On Tue, 6 Nov 2007, Andreas Ericsson wrote:

> Johannes Schindelin wrote:
> 
> > On Tue, 6 Nov 2007, Andreas Ericsson wrote:
> > 
> > > Bill Lear wrote:
> > > > On Monday, November 5, 2007 at 15:33:31 (-0800) Junio C Hamano writes:
> > > > > Aghiles <aghilesk@xxxxxxxxx> writes:
> > > > > 
> > > > > > Is there an "easier" way to pull into a dirty directory ? I am
> > > > > > asking this to make sure I understand the problem and not
> > > > > > because I find it annoying to type those 4 commands to perform
> > > > > > a pull (although some of my colleagues do find that annoying :).
> > > > > You need to switch your mindset from centralized SVN workflow.
> > > > > 
> > > > > The beauty of distributedness is that it redefines the meaning
> > > > > of "to commit".  In distributed systems, the act of committing
> > > > > is purely checkpointing and it is not associated with publishing
> > > > > the result to others as centralized systems force you to.
> > > > > 
> > > > > Stop thinking like "I need to integrate the changes from
> > > > > upstream into my WIP to keep up to date."  You first finish what
> > > > > you are currently doing, at least to the point that it is
> > > > > stable, make a commit to mark that state, and then start
> > > > > thinking about what other people did.  You may most likely do a
> > > > > "git fetch" followed by "git rebase" to update your WIP on top
> > > > > of the updated work by others.
> > > > > 
> > > > > Once you get used to that, you would not have "a dirty
> > > > > directory" problem.
> > > > I respectfully beg to differ.  I think it is entirely reasonable, and
> > > > not a sign of "centralized" mindset, to want to pull changes others
> > > > have made into your dirty repository with a single command.
> > > > 
> > > I find it much more convenient to just fetch them.

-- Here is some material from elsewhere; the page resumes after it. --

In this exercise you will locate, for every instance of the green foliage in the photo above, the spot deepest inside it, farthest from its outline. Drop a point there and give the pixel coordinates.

I'd rather see
> > > git-pull being given a --rebase option (which would ultimately mean
> > > teaching git-merge about it) to rebase already committed changes on
> > > top of the newly fetched tracking branch. It's being worked on, but
> > > rather slowly.
> > 
> > git-pull learning about --rebase does not mean teaching git-merge about it.
> > See my patch, which you (and others) failed to enthusiastically embrace,
> > which is the sole reason it is stalled.
> > 
> 
> I must have missed it. Found the thread now though. Gonna try the patch in
> production for a while and see how it pans out.
> 
> I'm curious about this hunk though. It seems unaffiliated with the --rebase
> option as such, but was still in the patch. Would you care to clarify?
> 
> @@ -86,7 +95,6 @@ merge_head=$(sed -e '/	not-for-merge	/d' \
> 
> case "$merge_head" in
> '')
> -	curr_branch=$(git symbolic-ref -q HEAD)
> 	case $? in
> 	  0) ;;
> 	  1) echo >&2 "You are not currently on a branch; you must
> explicitly"
> 

No, it is not unaffiliated.  If you go back to the patch, you will find 
that this line was not deleted, but moved to the start of git-rebase.sh.  
We need to know the branch name to get the config settings, and might just 
as well reuse the branch name for the merge_head case.